Eligibility for home relief is determined by section 158 of the Social Services Law. That section provides that “A person who is receiving federal supplemental security income payments * * * shall not be eligible for home relief” (italics supplied) * and section 142 of the same law mandates that “No person receiving federal supplemental security income payments * * * shall for the same period receive any other of such forms of assistance” (italics supplied) . A person who is not receiving a payment because of a prior prepayment cannot in any realistic sense be said to be receiving the payment and certainly is not receiving the payment for the same period. Indeed, the rationale of Spe*104cial Term was not that it was paid for the same period but that because it was paid in an earlier period it need not be paid in the present period.
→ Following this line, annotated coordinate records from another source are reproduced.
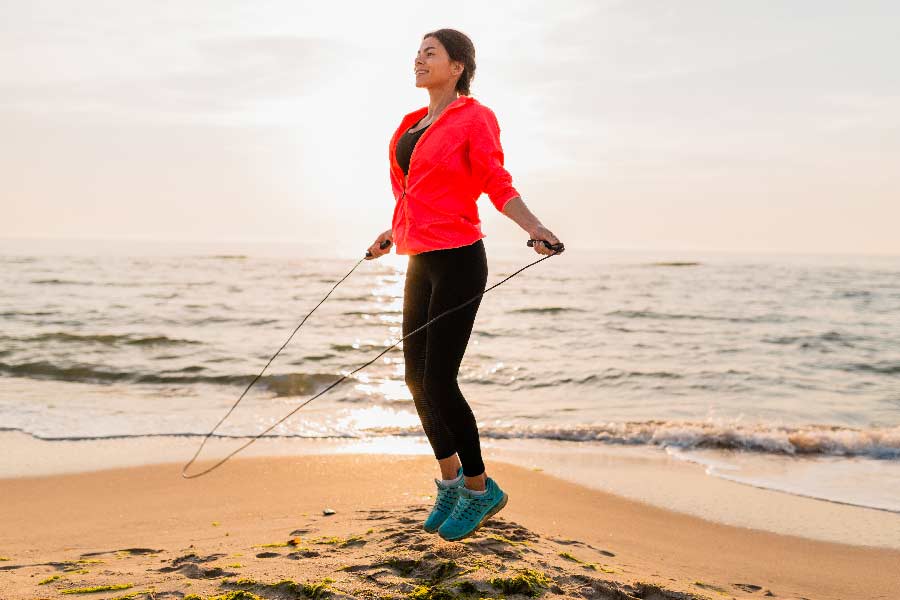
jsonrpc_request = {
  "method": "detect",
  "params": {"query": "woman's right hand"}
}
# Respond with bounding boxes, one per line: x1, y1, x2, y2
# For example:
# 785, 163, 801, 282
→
366, 229, 394, 260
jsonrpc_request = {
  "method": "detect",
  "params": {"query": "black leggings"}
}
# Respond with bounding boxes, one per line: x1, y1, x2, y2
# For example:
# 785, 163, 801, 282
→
403, 240, 487, 477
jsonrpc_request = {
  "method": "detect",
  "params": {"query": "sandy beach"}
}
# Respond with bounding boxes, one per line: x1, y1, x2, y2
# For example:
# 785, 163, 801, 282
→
0, 454, 900, 600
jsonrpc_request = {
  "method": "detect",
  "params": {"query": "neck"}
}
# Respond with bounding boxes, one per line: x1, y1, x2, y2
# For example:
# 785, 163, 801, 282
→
427, 82, 459, 121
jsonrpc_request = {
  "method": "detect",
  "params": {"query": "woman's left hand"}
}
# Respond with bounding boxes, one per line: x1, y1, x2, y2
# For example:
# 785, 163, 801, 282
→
528, 225, 563, 254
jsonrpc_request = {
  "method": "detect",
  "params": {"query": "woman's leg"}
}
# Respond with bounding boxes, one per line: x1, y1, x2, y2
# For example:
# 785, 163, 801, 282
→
403, 255, 459, 468
423, 240, 488, 490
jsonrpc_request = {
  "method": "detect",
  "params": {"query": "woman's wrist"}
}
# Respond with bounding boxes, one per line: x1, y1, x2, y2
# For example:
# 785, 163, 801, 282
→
503, 196, 543, 235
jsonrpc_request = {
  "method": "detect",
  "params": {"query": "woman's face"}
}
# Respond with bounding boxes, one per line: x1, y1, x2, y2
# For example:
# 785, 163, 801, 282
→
413, 37, 463, 88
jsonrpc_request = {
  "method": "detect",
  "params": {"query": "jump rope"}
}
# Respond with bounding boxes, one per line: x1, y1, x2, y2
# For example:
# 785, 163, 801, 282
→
181, 240, 565, 479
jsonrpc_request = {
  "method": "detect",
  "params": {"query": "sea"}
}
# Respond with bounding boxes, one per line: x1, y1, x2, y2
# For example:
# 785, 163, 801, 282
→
0, 238, 900, 513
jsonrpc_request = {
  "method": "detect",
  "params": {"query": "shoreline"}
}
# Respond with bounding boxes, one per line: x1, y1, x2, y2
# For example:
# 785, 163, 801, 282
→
0, 432, 900, 550
0, 454, 900, 600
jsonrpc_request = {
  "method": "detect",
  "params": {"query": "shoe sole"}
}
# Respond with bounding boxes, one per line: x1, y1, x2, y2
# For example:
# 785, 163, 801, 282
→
441, 492, 509, 542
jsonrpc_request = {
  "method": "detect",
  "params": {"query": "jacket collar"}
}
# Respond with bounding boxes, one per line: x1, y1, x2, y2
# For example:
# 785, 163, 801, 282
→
401, 96, 477, 130
390, 96, 478, 181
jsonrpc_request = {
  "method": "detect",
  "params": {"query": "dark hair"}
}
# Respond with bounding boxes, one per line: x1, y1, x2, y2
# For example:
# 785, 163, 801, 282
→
422, 29, 475, 96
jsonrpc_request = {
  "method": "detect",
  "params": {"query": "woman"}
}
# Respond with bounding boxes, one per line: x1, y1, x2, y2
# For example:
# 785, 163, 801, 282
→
369, 29, 559, 540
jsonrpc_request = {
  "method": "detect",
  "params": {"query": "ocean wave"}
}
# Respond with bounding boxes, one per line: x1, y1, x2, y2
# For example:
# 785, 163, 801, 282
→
606, 310, 804, 323
509, 306, 587, 314
839, 361, 900, 375
762, 330, 865, 348
364, 421, 900, 460
0, 361, 340, 396
0, 421, 900, 460
0, 331, 202, 346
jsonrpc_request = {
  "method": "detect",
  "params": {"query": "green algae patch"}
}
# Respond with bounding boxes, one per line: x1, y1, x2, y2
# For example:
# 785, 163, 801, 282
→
407, 585, 457, 600
428, 560, 462, 583
559, 552, 596, 573
485, 533, 529, 546
488, 569, 552, 598
60, 583, 134, 594
406, 581, 481, 600
109, 589, 156, 600
181, 590, 265, 600
309, 535, 366, 547
379, 557, 421, 577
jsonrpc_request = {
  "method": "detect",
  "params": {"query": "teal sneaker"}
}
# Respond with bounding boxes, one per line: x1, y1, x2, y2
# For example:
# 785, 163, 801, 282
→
425, 467, 466, 533
438, 477, 509, 541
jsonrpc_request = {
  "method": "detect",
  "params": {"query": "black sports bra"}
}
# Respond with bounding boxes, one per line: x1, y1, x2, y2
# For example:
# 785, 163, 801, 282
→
397, 123, 431, 175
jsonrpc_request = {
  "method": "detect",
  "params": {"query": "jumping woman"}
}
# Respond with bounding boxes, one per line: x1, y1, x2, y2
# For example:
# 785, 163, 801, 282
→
369, 29, 559, 540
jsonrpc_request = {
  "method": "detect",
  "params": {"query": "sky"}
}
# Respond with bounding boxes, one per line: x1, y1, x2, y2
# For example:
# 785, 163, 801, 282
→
0, 0, 900, 254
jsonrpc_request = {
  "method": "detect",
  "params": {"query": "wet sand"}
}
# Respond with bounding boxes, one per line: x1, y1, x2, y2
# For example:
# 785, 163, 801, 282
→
0, 454, 900, 600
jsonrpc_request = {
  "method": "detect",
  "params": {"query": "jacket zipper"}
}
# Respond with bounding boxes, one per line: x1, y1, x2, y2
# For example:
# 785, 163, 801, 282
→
397, 100, 458, 238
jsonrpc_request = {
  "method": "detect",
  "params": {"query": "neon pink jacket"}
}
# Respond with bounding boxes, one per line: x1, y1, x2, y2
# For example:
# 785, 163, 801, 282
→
388, 96, 519, 254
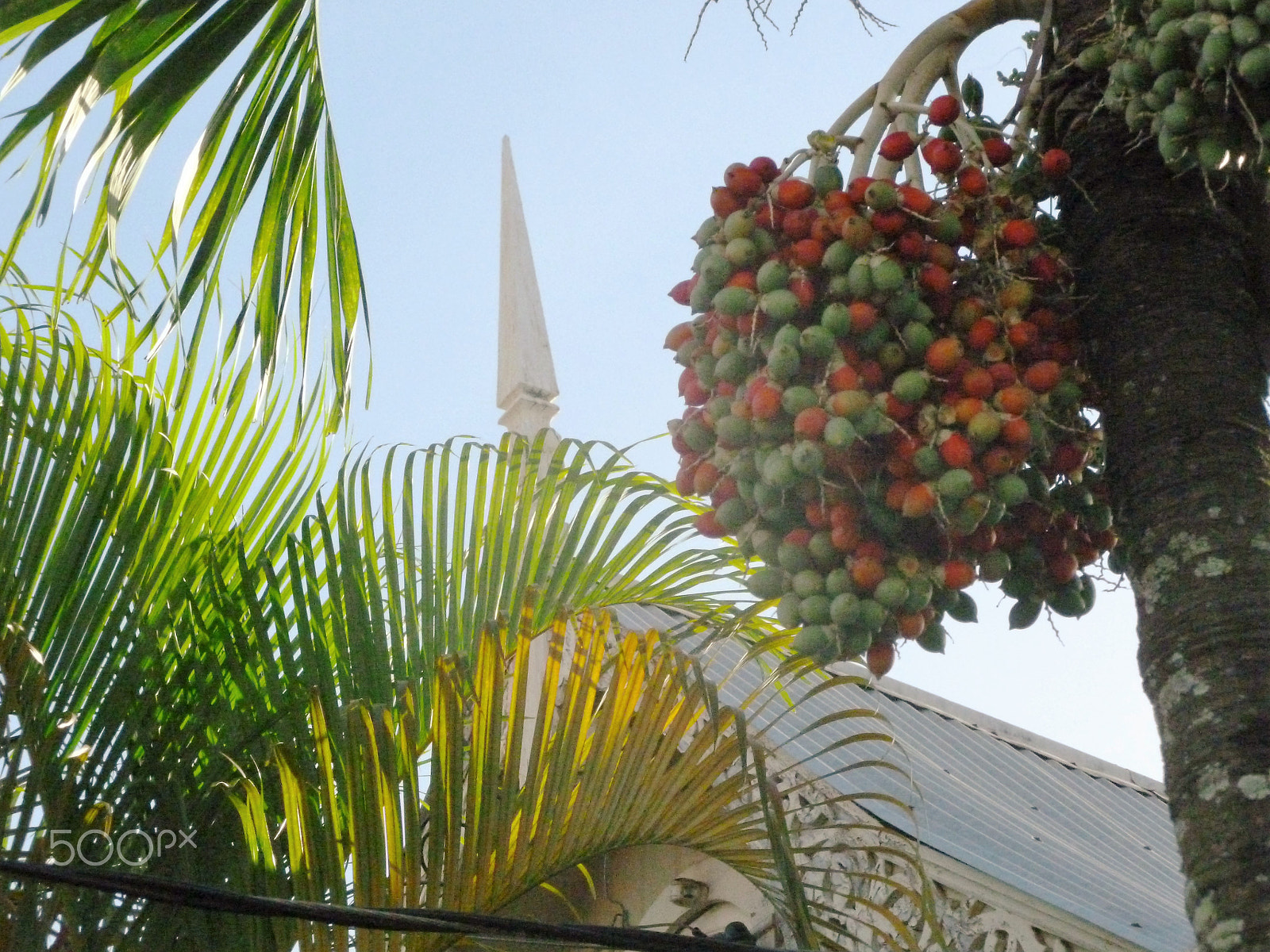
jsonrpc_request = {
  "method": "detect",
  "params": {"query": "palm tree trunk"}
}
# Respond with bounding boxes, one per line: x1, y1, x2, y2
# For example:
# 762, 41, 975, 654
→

The conclusion we reach is consistent with our holdings in Matter of Harbolic v Berger (43 NY2d 102) that so much of a recipient’s pay as is withheld for taxes is not “available income” and, therefore, cannot be considered in computing minimum level subsistence benefits, and in Matter of Dumbleton v Reed (40 NY2d 586) that a similar deduction for the employee-recipient’s Social Security tax is not “income available” to him in determining eligibility for Medicaid benefits. It is, moreover, a conclusion mandated not only by the wording of the statute sections referred to, but also by the regulations governing eligibility.
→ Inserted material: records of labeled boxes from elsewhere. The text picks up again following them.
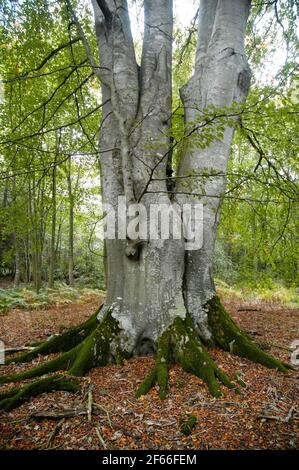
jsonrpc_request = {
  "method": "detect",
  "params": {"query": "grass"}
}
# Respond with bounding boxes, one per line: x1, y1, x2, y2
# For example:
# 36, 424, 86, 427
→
0, 283, 102, 315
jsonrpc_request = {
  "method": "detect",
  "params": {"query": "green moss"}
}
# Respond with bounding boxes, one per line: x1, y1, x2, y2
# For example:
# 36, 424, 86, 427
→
206, 296, 292, 372
156, 331, 171, 400
137, 316, 236, 399
69, 311, 121, 376
180, 414, 197, 436
0, 345, 80, 384
0, 375, 80, 411
5, 311, 99, 364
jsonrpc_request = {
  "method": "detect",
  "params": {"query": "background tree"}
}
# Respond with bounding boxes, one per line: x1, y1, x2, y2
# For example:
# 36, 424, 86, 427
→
1, 0, 292, 409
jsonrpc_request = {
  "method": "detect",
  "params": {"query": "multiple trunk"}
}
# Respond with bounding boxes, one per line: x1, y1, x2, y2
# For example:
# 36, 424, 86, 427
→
0, 0, 289, 408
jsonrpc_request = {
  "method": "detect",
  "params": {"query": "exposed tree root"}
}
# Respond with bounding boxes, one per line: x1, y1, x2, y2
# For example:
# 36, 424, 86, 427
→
207, 296, 293, 372
5, 311, 99, 364
0, 375, 80, 411
0, 297, 292, 410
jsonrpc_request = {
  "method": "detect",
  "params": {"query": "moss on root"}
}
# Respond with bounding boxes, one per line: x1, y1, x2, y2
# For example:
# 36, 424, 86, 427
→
136, 330, 171, 400
5, 311, 98, 365
206, 296, 293, 372
136, 316, 238, 398
180, 414, 197, 436
0, 375, 80, 411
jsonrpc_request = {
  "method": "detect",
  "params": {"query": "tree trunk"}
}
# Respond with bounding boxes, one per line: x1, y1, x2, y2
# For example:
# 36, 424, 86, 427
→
67, 157, 74, 287
0, 0, 290, 408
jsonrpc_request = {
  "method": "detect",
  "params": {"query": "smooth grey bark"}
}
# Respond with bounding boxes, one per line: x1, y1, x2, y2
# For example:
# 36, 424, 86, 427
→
93, 0, 249, 354
178, 0, 250, 340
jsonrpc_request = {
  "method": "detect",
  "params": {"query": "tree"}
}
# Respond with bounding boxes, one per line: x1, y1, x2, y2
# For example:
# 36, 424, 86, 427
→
0, 0, 290, 409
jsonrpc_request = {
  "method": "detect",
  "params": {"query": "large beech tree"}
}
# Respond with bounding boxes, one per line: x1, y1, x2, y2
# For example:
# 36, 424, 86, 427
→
0, 0, 289, 409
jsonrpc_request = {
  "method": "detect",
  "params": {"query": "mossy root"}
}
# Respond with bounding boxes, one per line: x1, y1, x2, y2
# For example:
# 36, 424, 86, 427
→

Thus, 18 NYCRR 352.16 (a) provides that: “All income and resources of an applicant * * * shall be considered in order to determine its availability * * * and, when determined to be available, after policies governing the exemption and disregard of such income and resources have been applied, shall be applied towards meeting the needs of an individual.” Similarly, but in another context, 18 NYCRR 352.17 (b) (4) directs that “When wages are garnisheed, property income assigned, bank accounts attached, or other cash income is unavailable to the applicant or recipient, such income shall not be applied against need until and unless the agency can secure a release from such restriction” (italics supplied). Federal recoupment most assuredly makes the $12.42 here in contest unavailable to petitioner and, therefore, proscribes its application against need. Consistent with that interpretation is 18 NYCRR 352.31 (a) (2) which directs that “All available and unrestricted income of an applicant * * * shall be prorated and applied against his needs” (italics supplied). The $12.42 which the agency seeks to apply against need is clearly not available to her or unrestricted and the fact that at some time in the past she received, through error of the Federal administration, more than technically she should have does not furnish her with funds with which to meet her present needs.
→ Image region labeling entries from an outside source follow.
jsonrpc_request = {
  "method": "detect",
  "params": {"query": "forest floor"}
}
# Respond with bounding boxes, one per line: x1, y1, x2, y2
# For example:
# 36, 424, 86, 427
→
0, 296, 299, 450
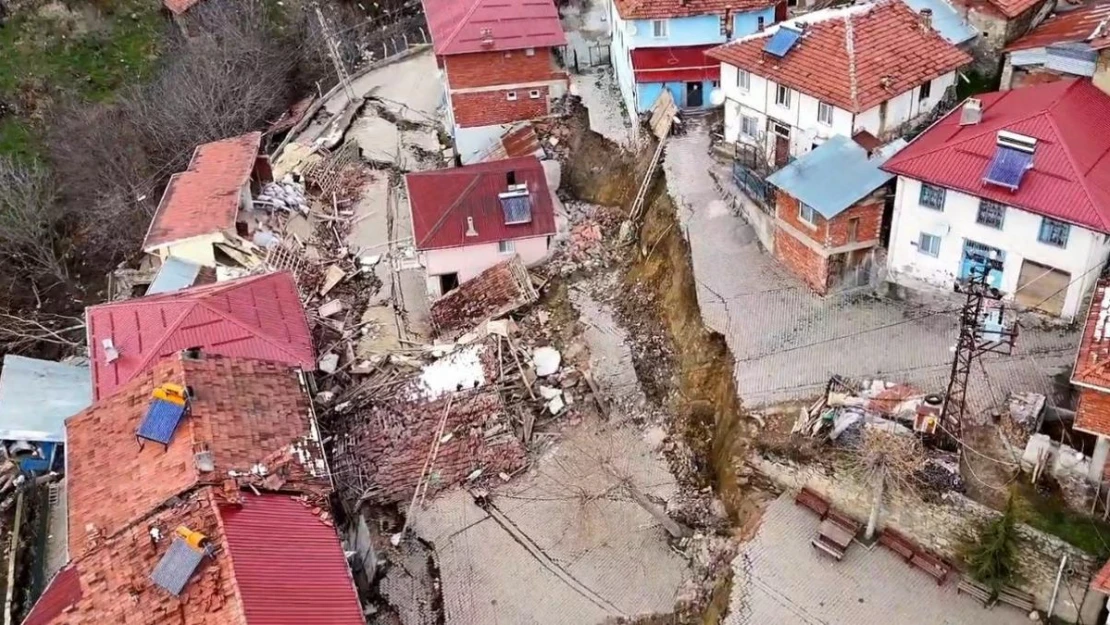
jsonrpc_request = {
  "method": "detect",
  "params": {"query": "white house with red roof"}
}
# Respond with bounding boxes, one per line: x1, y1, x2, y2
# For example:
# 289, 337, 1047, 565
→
423, 0, 567, 163
405, 157, 555, 296
609, 0, 786, 125
707, 0, 971, 165
884, 80, 1110, 319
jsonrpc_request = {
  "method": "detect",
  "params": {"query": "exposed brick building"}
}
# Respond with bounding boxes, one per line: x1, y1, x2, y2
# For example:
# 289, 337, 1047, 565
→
767, 135, 905, 295
424, 0, 567, 163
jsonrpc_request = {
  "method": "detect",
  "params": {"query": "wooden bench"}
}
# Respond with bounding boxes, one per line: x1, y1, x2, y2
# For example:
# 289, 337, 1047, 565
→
909, 551, 952, 586
879, 528, 917, 562
794, 486, 829, 521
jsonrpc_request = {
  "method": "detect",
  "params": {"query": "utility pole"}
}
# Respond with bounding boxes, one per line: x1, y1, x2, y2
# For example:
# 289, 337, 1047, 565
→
315, 4, 355, 102
940, 253, 1018, 448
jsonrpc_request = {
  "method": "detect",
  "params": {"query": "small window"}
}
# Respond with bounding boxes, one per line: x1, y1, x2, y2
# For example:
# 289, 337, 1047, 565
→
918, 183, 945, 211
976, 200, 1006, 230
736, 69, 751, 91
1037, 218, 1071, 248
917, 232, 940, 258
817, 102, 833, 125
798, 202, 817, 225
740, 115, 759, 139
775, 84, 790, 109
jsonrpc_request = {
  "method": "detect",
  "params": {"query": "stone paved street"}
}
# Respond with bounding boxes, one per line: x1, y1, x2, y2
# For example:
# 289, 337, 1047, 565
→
664, 128, 1078, 411
725, 495, 1029, 625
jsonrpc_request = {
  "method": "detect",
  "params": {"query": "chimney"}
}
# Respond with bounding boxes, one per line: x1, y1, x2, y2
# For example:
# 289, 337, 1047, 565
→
919, 9, 932, 32
960, 98, 982, 125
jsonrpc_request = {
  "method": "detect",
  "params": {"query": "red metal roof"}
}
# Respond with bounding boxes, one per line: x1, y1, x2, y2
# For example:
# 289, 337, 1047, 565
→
882, 80, 1110, 232
405, 157, 555, 250
142, 132, 262, 252
85, 272, 315, 399
423, 0, 566, 56
632, 46, 720, 82
220, 494, 366, 625
614, 0, 779, 20
707, 0, 971, 113
1006, 2, 1110, 52
23, 565, 81, 625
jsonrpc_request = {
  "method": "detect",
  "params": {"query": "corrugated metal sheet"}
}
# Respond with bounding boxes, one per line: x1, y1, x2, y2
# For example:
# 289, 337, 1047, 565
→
220, 494, 365, 625
905, 0, 979, 46
0, 354, 92, 443
884, 79, 1110, 232
767, 135, 892, 219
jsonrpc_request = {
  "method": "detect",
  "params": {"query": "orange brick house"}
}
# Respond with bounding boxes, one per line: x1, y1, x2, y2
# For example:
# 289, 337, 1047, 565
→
424, 0, 567, 164
1071, 275, 1110, 484
767, 135, 905, 295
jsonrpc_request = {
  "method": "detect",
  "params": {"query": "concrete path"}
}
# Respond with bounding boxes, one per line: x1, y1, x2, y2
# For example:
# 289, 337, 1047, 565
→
664, 128, 1078, 411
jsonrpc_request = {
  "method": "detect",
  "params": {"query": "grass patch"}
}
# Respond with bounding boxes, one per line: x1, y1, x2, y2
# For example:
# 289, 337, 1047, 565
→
0, 0, 165, 155
1018, 484, 1110, 558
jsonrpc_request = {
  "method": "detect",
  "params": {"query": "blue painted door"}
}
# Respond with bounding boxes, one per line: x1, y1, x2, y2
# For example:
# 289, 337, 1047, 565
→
960, 239, 1006, 289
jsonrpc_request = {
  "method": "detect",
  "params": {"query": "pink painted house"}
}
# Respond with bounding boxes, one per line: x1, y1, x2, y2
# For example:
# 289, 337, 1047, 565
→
405, 157, 555, 298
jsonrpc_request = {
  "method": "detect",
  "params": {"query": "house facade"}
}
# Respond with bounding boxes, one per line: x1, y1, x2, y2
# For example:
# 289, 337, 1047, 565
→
999, 1, 1110, 90
424, 0, 568, 164
884, 80, 1110, 319
708, 0, 970, 168
609, 0, 786, 127
405, 157, 555, 298
767, 137, 905, 295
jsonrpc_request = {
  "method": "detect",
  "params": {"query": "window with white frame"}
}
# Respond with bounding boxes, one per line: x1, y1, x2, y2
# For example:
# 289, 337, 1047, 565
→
798, 202, 817, 225
736, 68, 751, 91
917, 182, 947, 211
817, 101, 833, 125
917, 232, 940, 258
740, 115, 759, 139
775, 84, 790, 109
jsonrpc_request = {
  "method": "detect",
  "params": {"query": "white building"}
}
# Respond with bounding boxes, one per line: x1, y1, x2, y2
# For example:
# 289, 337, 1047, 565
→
707, 0, 971, 165
884, 80, 1110, 319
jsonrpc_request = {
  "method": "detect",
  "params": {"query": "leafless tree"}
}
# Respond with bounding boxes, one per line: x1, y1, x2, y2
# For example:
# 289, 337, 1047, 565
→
0, 157, 69, 282
848, 427, 925, 540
Within the strictures of the constitutional provision construed in Matter of Lee v Smith (supra), the Legislature *105may determine that receivable but in fact unreceived income is to be counted in determining need and the commissioner may, to an extent consistent with both Constitution and legislation, provide by regulation what shall be counted. Here, however, neither statute nor regulation support the determination made. It must, therefore, to the extent sought to be overturned by petitioner, be annulled.

Accordingly, the order of the Appellate Division should be reversed, with costs.

Chief Judge Cooke and Judges Jasen, Garrielli, Jones, Watchler and Fuchsrerg concur.

Order reversed, with costs, and the determination of the commissioner annulled in accordance with the opinion herein.

The two preceding sentences of section 158 also use the word “receiving”. Also pertinent is the fact noted in Matter of Mastan (supra), that the words used in the prior version of section 158 were “eligible for” rather than “receiving”.